Diagnosis-Driven Stage-Wise Trajectory Planning for a Mobile Dual-Arm Robot in Confined Derrick Pin Disassembly

Authors

  • Ruiling Wang School of Mechanical and Electrical Engineering, Southwest Petroleum University, Chengdu 610500, China
  • Hao Wang College of Mechanical Engineering, Henan University of Science and Technology, Luoyang 471003, China

DOI:

https://doi.org/10.54097/gj748j39

Keywords:

Mobile dual-arm robot, confined-space operation, derrick pin disassembly, stage-wise trajectory planning, trajectory-risk diagnosis, cascade repair, quintic time parameterization

Abstract

Derrick pin disassembly in drilling structures is a typical confined-space maintenance task that requires dual-arm cooperation, multi-stage motion transition, and strict safety control. Although a fixed workstation may satisfy pose-level reachability and collision-free requirements, executable full-process motion generation remains difficult because local safety-margin degradation, inter-arm interference, and blocked stage transitions may still occur during continuous planning.

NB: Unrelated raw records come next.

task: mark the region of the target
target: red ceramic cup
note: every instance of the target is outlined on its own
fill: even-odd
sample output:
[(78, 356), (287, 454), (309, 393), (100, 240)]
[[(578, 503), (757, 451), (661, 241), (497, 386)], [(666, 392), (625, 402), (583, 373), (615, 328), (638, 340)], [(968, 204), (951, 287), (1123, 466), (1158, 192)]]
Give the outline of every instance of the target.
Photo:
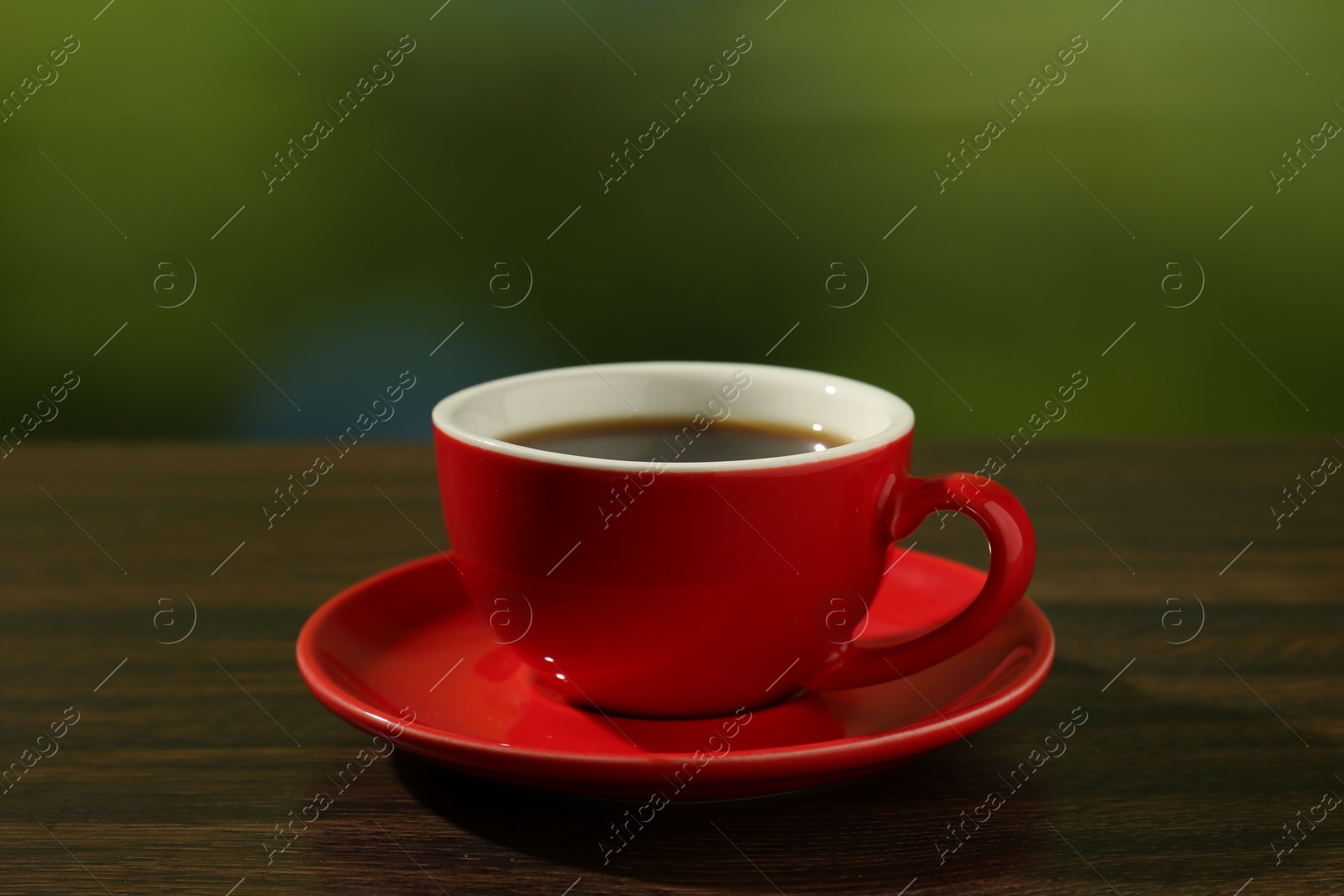
[[(648, 462), (507, 441), (640, 416), (685, 429)], [(607, 713), (724, 715), (910, 674), (986, 634), (1031, 579), (1035, 539), (1017, 500), (974, 474), (910, 476), (910, 406), (843, 376), (710, 361), (571, 367), (462, 390), (433, 419), (452, 559), (487, 633), (551, 693)], [(672, 459), (723, 420), (845, 443)], [(931, 631), (859, 642), (888, 545), (937, 510), (965, 513), (989, 539), (984, 588)]]

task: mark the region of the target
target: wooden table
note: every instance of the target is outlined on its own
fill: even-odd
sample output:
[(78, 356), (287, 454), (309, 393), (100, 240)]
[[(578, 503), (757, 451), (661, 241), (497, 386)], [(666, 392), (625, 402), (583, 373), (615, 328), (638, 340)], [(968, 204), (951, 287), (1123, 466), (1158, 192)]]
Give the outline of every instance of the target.
[[(997, 445), (921, 443), (915, 470), (980, 469)], [(403, 752), (267, 865), (273, 826), (367, 742), (300, 681), (300, 626), (444, 547), (427, 445), (358, 446), (267, 529), (316, 450), (26, 442), (0, 461), (0, 767), (78, 713), (0, 795), (0, 892), (1344, 892), (1344, 811), (1270, 846), (1344, 794), (1344, 481), (1279, 528), (1270, 512), (1344, 457), (1333, 438), (1030, 445), (1001, 478), (1035, 520), (1032, 595), (1059, 639), (1040, 692), (867, 779), (673, 805), (607, 866), (612, 803)], [(984, 560), (964, 520), (915, 539)], [(1074, 707), (1067, 754), (939, 865), (946, 825)]]

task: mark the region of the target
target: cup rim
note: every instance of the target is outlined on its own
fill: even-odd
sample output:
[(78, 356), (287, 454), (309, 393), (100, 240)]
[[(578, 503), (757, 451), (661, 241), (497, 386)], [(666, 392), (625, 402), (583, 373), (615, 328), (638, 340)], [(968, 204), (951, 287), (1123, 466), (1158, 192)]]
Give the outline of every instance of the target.
[[(784, 454), (778, 457), (761, 457), (761, 458), (747, 458), (741, 461), (676, 461), (664, 462), (663, 472), (660, 476), (672, 474), (687, 474), (687, 473), (727, 473), (727, 472), (743, 472), (743, 470), (769, 470), (781, 469), (792, 466), (806, 466), (817, 463), (828, 463), (839, 459), (852, 458), (857, 454), (864, 454), (876, 447), (895, 442), (896, 439), (905, 437), (914, 430), (915, 414), (914, 410), (898, 395), (888, 392), (884, 388), (872, 386), (870, 383), (863, 383), (860, 380), (849, 379), (847, 376), (837, 376), (833, 373), (824, 373), (820, 371), (809, 371), (796, 367), (784, 367), (777, 364), (755, 364), (755, 363), (730, 363), (730, 361), (617, 361), (609, 364), (587, 364), (587, 365), (574, 365), (574, 367), (556, 367), (543, 371), (532, 371), (528, 373), (516, 373), (513, 376), (504, 376), (495, 380), (488, 380), (485, 383), (478, 383), (476, 386), (469, 386), (464, 390), (458, 390), (446, 398), (439, 399), (434, 404), (431, 411), (431, 419), (434, 422), (434, 429), (437, 429), (444, 435), (464, 442), (466, 445), (473, 445), (476, 447), (493, 451), (496, 454), (504, 454), (509, 457), (523, 458), (528, 461), (535, 461), (539, 463), (548, 463), (554, 466), (571, 466), (589, 470), (610, 470), (617, 473), (634, 473), (640, 470), (648, 470), (652, 461), (617, 461), (610, 458), (599, 457), (586, 457), (579, 454), (563, 454), (560, 451), (548, 451), (546, 449), (528, 447), (526, 445), (515, 445), (512, 442), (505, 442), (499, 438), (480, 435), (473, 433), (464, 426), (458, 424), (456, 420), (456, 414), (464, 408), (473, 399), (478, 399), (492, 391), (508, 390), (512, 387), (521, 386), (524, 383), (538, 383), (546, 380), (560, 380), (564, 377), (575, 376), (579, 373), (597, 373), (603, 376), (607, 373), (622, 373), (622, 372), (638, 372), (638, 373), (664, 373), (668, 376), (688, 372), (723, 372), (723, 371), (737, 371), (745, 369), (747, 373), (755, 371), (769, 372), (770, 375), (778, 377), (796, 377), (800, 382), (810, 380), (813, 384), (823, 384), (827, 387), (828, 392), (839, 391), (844, 388), (847, 394), (860, 396), (872, 403), (875, 410), (883, 411), (888, 416), (888, 423), (886, 427), (867, 435), (864, 438), (847, 442), (844, 445), (827, 449), (824, 451), (808, 451), (805, 454)], [(575, 420), (579, 422), (579, 420)]]

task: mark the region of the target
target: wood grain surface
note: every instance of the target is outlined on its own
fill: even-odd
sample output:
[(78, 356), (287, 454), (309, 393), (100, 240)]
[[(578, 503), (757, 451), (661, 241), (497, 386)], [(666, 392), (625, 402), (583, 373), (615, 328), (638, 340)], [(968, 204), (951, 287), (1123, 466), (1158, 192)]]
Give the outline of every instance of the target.
[[(0, 768), (24, 768), (0, 789), (0, 892), (1344, 892), (1344, 810), (1302, 822), (1344, 794), (1344, 481), (1278, 528), (1270, 510), (1344, 457), (1331, 437), (1013, 458), (921, 442), (917, 473), (1007, 459), (1058, 635), (1044, 686), (969, 746), (892, 771), (673, 803), (607, 865), (597, 844), (625, 806), (401, 751), (267, 864), (274, 825), (367, 742), (300, 681), (300, 626), (341, 587), (446, 547), (427, 445), (358, 446), (267, 529), (262, 505), (319, 450), (24, 443), (0, 462)], [(913, 540), (984, 562), (960, 519)], [(195, 629), (163, 643), (192, 606)], [(941, 858), (948, 825), (1075, 707), (1087, 723), (1067, 752)]]

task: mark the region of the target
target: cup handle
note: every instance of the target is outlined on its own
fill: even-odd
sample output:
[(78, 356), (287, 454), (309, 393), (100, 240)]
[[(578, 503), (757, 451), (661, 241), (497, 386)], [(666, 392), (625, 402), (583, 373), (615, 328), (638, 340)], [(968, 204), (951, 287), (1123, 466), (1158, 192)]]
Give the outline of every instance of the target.
[[(976, 484), (977, 478), (985, 480), (984, 485)], [(1017, 498), (993, 480), (970, 473), (911, 477), (896, 498), (892, 537), (909, 536), (938, 510), (965, 513), (989, 540), (989, 574), (976, 599), (953, 619), (917, 638), (844, 645), (840, 656), (804, 686), (862, 688), (927, 669), (986, 635), (1021, 599), (1036, 564), (1036, 536)]]

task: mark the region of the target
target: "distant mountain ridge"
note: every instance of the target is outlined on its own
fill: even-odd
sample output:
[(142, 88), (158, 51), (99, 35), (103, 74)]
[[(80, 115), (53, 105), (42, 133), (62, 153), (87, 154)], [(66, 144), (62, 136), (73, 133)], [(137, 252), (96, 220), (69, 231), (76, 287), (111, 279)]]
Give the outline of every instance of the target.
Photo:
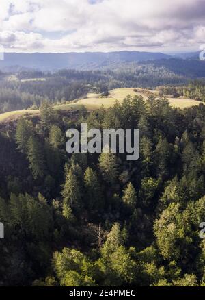
[(62, 68), (92, 70), (104, 67), (109, 68), (109, 66), (113, 63), (169, 59), (172, 56), (161, 53), (119, 51), (65, 53), (5, 53), (4, 58), (3, 61), (0, 61), (0, 69), (1, 70), (16, 66), (16, 68), (53, 71)]

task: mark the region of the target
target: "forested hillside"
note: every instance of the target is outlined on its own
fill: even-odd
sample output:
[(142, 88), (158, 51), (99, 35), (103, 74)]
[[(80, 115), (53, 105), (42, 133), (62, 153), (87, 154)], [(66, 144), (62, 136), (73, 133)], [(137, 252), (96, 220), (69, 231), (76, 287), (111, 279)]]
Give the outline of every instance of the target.
[[(180, 62), (182, 61), (183, 62)], [(180, 64), (182, 64), (182, 65)], [(182, 60), (165, 60), (139, 64), (113, 64), (111, 70), (60, 70), (55, 73), (35, 70), (0, 73), (0, 113), (23, 109), (38, 109), (44, 99), (51, 103), (65, 103), (83, 99), (87, 92), (102, 93), (117, 88), (149, 88), (159, 86), (187, 86), (192, 79), (201, 77), (192, 88), (202, 86), (194, 93), (177, 91), (179, 95), (204, 101), (204, 62), (189, 65)], [(182, 70), (184, 70), (183, 72)], [(204, 77), (204, 79), (202, 77)]]
[[(164, 97), (1, 125), (0, 285), (204, 286), (205, 106)], [(140, 158), (66, 152), (65, 132), (139, 128)]]

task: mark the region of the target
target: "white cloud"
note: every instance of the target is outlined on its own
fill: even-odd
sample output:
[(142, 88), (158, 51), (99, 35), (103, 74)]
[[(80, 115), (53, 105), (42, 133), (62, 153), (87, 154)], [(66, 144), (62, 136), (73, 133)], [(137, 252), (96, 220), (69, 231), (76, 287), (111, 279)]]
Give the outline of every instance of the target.
[(1, 0), (0, 42), (8, 51), (53, 52), (188, 49), (205, 42), (204, 0), (91, 2)]

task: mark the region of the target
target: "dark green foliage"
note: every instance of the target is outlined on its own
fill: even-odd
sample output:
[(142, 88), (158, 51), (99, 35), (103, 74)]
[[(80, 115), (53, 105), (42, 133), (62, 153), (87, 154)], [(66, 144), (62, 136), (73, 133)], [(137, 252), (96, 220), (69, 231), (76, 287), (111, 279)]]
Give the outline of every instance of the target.
[[(204, 286), (204, 105), (127, 97), (57, 114), (46, 101), (40, 120), (1, 127), (1, 285)], [(139, 159), (68, 155), (64, 131), (81, 122), (139, 127)]]

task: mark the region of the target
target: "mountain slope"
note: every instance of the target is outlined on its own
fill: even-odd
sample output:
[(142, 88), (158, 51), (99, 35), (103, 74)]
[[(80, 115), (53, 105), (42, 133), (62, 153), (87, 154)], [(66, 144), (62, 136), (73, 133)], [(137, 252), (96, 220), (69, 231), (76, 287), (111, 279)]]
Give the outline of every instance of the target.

To address this problem, this paper proposes a diagnosis-driven stage-wise trajectory planning method for a mobile dual-arm robotic system operating under a fixed workstation input. The method first formulates the task as an ordered sequence of stage targets under unified safety constraints. A trajectory-risk diagnosis mechanism is then introduced to identify the minimum safety margin, bottleneck location, and dominant constraint relation of each stage trajectory. Based on the diagnosis result, a cascade repair framework is constructed by integrating local segment repair, endpoint-neighborhood repair, and global recovery with adaptive step size. After the geometric trajectory has been repaired and verified, piecewise quintic polynomial time parameterization is applied to generate smoother executable output. The proposed method is intended to bridge the gap between pose-level feasibility and full-process executability in confined dual-arm derrick operations. It provides a practical planning framework for converting fixed-workstation feasible results into continuous and task-consistent dual-arm motions under multiple geometric safety constraints.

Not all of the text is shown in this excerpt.